MA, ad esempio, usiamo anche giochi di plastica se ben progettati e utili all’apprendimento.
Come per l’educazione in generale o la corsa a chi è più sostenibile, a chi è più ecologico, naturale, ecc, vedo spesso un’ortodossia che divide il giusto dallo sbagliato, che condanna e demonizza inesorabilmente intere categorie di materiali, ambiti, pensieri.
Mi sembra un estremismo molto pericoloso.
A voler approfondire, infatti, Outdoor Education non vuol dire solo ambiente naturale (o, visto che tutto è naturale, anche la bomba atomica, sarebbe meglio parlare di campagna, montagna, ecc), ma anche città, perchè il focus è sul bambino, le sue interazioni, il suo potersi muovere autonomamente e consapevolmente in un ambiente e non sugli strumenti usati, che sono solo mezzi per un fine.

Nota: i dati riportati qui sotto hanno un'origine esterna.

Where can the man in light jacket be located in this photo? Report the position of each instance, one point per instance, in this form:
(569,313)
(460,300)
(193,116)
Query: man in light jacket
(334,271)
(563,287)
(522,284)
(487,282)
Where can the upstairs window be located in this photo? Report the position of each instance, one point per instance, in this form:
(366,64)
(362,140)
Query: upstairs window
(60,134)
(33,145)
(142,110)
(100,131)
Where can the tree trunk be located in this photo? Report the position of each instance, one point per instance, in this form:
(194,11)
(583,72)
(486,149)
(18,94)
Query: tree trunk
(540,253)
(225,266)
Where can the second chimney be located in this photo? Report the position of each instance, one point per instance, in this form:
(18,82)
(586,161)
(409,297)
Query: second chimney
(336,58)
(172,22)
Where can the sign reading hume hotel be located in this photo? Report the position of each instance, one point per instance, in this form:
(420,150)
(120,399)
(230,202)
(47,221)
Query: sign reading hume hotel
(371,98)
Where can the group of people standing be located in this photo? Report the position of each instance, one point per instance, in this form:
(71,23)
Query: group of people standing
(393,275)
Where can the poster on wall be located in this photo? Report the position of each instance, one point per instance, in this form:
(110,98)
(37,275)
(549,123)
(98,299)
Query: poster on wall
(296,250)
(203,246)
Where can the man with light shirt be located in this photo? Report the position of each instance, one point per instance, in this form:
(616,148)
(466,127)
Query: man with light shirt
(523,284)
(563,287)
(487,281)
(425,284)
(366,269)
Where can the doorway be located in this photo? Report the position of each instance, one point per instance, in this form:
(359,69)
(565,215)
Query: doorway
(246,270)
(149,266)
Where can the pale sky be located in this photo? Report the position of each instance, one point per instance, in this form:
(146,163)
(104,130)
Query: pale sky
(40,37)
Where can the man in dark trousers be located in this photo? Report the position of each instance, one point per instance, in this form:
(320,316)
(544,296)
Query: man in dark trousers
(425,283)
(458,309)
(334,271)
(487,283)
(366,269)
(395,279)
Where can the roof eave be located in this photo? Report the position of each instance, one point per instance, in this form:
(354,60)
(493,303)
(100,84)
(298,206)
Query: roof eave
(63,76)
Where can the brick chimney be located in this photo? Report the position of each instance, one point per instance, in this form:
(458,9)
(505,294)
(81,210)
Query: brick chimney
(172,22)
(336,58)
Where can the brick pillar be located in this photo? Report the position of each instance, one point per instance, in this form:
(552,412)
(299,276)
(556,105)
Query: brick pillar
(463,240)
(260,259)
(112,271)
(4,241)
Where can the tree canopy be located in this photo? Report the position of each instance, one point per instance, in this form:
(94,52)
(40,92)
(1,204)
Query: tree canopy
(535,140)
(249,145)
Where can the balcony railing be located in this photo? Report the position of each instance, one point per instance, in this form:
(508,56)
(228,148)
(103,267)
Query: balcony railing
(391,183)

Penso che spesso una serie di materiali/ambienti/ambiti vengano ritenuti ‘sacri’ soprattutto perchè NOI ADULTI abbiamo bisogno di dividere il bello dal brutto, il buono dal cattivo, ciò che vogliamo salvare da ciò che vogliamo allontanare (come certe camerette di design svedese, legnose, monocolore, incredibilmente rilassanti per noi a guardarle, ma molto lontane dall’espressione personale di un bambino).

Così però si corre il rischio di offrire ai bambini una sola via, una sola alternativa che, per quanto ‘santa’ sia, corrisponde comunque ad una visione limitata della realtà, ad uso e consumo nostro, che depaupera l’esperienza generale dei nostri figli, a volte ridicoli e in difficoltà nell’incontro con ciò che invece è ritenuto standard dal main stream (penso ai pupazzetti di plastica, a certi cartoni animati, a certe ludoteche).

Sono assolutamente dell’idea che bisogna controllare ciò con cui i nostri bambini interagiscono, ma senza il pregiudizio a monte che solo un gruppo ristrettissimo di cose vada bene per loro e penso che si tratti anche di avere più fiducia in loro, nella loro capacità di discernimento ora che sono piccoli e in futuro, quando da adulti opereranno delle scelte sicuramente influenzate dalla libertà con cui hanno potuto conoscere il mondo.